The minister, however, declined to say if the prices of PDS kerosene and domestic LPG would be raised to reduce subsidy on them to 33.33 per cent and 15 per cent respectively.

Naik said: "Eighty per cent of the oil pool deficit, which presently stands at Rs 13,000 crore, would be liquidated through issue of seven-year bonds. These bonds would be tradable in the market." Interest rate and other details of the bonds issue, which would carry the government's sovereign guarantee, are being worked out.

CAG would conduct a special audit into the oil pool account to assess the exact amount of outstandings due to national oil companies and bonds for the balance 20 per cent would be issued only after reconciliation of accounts, the minister said.

Regarding the government's commitment to reduce subsidy on kerosene and LPG from 41 and 45 per cent respectively, Naik said prices would have to be increased by Rs 1.20 per litre for kerosene and between Rs 90-100 per cylinder of LPG to bring the subsidies to the residual level.

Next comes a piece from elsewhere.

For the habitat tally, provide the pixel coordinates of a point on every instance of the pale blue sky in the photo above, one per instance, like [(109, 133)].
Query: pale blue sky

However, doing that in one go may not be practical. This along with the issue of duty changes would be dealt with in the Budget next year. The minister said the draft Bill for putting in place a regulatory mechanism after the dismantling of administered pricing mechanism (APM) is ready and would go for final vetting by the law ministry.

The Bill, which envisages two separate regulators for upstream oil exploration and downstream refining sectors, was likely to be introduced in Parliament in the Budget Session. Naik said the regulator would ensure supply of petroleum products throughout the country and check undue profiteering.

Asked if the regulator would regulate prices of petroleum products, he said that "excessive profiteering would not be acceptable."

Four inter-ministerial sub-groups constituted to suggest solutions to issues like changes in duty structure, liquidation of oil pool deficit, bill for deregulation, regulatory issues post APM and subsidies on kerosene and LPG, submitted their report today and these would be discussed in the next meeting on October 31, the minister said.

Regarding duty changes to be effected before April 2002, Naik said the issue of duty changes was not discussed at today's meeting.